Zitat von Mannheimer Morgen
[size=21px]Mehr als ein "Kindergarten-Cop" [/size]
EISHOCKEY: Neuzugang Shawn Carter soll die Adler führen
Von unserem Redaktionsmitglied Christian Rotter
Shawn Carter baut sich vor Patrick Ehelechner auf und versucht, dem Adler-Goalie die Sicht zu nehmen. Schlagschuss von der blauen Linie, der US-Amerikaner fälscht ab - Tor. Während die meisten seiner Mannschaftskameraden nach dem schweißtreibenden Trainingsauftakt im Eissportzentrum Herzogenried bereits auf dem Weg unter die Dusche sind, hängt der 32-Jährige, der von den Augsburger Panthern nach Mannheim wechselte, noch eine Sonderschicht dran. Er schult seine Hand-Augen-Koordination.
Etwas anderes hatte Stéphane Richer von seinem Neuzugang auch nicht erwartet. "Shawn ist ein Spieler, der in jeder Partie eine tadellose Einstellung aufs Eis bringt. Er ist ein echter Leader. Ich plane, ihn zusammen mit Jeff Shantz immer gegen den gegnerischen Top-Sturm zu stellen. Sie sollen den Stars die Lust am Spielen nehmen", liefert der Adler-Coach eine Arbeitsplatzbeschreibung für den Linksschützen, der in der vergangenen Saison für die Panther in 53 Spielen 43 Punkte auf seinem persönlichen Konto verbuchte (15 Tore und 28 Assists).
Bei den Adlern trägt Carter die "10" - eine Nummer, die im Fußball Spielmacher für sich beanspruchen. Die Fans verehren diese begnadeten Techniker wegen ihrer Kabinettstückchen. Für harte Arbeit auf dem Platz sind sich viele von ihnen zu schade. Bei Carter sieht die Sache anders aus. Er ist ein Rollenspieler, der nicht unbedingt glänzen will, sondern den Erfolg der Mannschaft über alles stellt. Der Center mit Stärken am Bullypunkt (Erfolgsquote Saison 2004/05: 54,72 Prozent) geht da hin, wo es weh tut. Wie der berühmte Duracell-Hase spult er sein Pensum herunter. Carter läuft und läuft und läuft. Er ist "unkaputtbar".
"Mein Job ist es, den anderen Jungs zu helfen. Ich halte unseren Stars den Rücken frei und gebe den jungen Cracks Tipps, wie sie ihr Spiel verbessern können", sagt Carter, der Verteidiger Sven Butenschön zum Verwechseln ähnlich sieht. Ein "Kindergarten-Cop", der nicht nur die Talente führt, sondern auch einmal auf den Tisch haut und seinen Teamkameraden Disziplin eintrichtert, will der 32-Jährige aber nicht sein. "Ich habe zwar mitbekommen, dass die Adler in der vergangene Saison vor allen Dingen in der Vorrunde Probleme damit hatten, kühlen Kopf zu bewahren. Doch das ist Vergangenheit. Rich bekommt das schon hin."

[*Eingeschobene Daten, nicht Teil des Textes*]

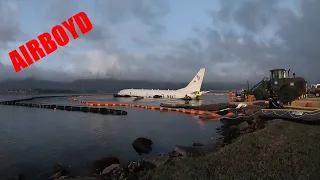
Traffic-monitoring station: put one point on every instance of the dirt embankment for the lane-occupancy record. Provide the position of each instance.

Daher musste die Arbeitsbiene über das Vertragsangebot des DEL-Rekordmeisters auch nicht erst eine Nacht schlafen. "Ich bin froh, ein Teil dieses Klubs zu sein. Es ist einfach unglaublich, wie viele großartige Spieler sich das blau-weiß-rote Trikot überziehen. Ich bin noch nie für ein Team aufgelaufen, das so talentiert ist", verteilt der Routinier Vorschusslorbeeren. Dass mit Andy Roach (St. Louis Blues) und Top-Defender Stéphane Robidas, der bei den Dallas Stars einen mit 1,1 Millionen Dollar dotierten Zwei-Jahres-Vertrag unterschrieben hat, in die nordamerikanische Profiliga NHL abgesprungen sind, hat Carter zwar mit einem Zähneknirschen registriert. "Aber egal - jetzt müssen wir alle eine Schippe drauflegen." Eines scheint sicher: Carter wird diesen Worten Taten folgen lassen.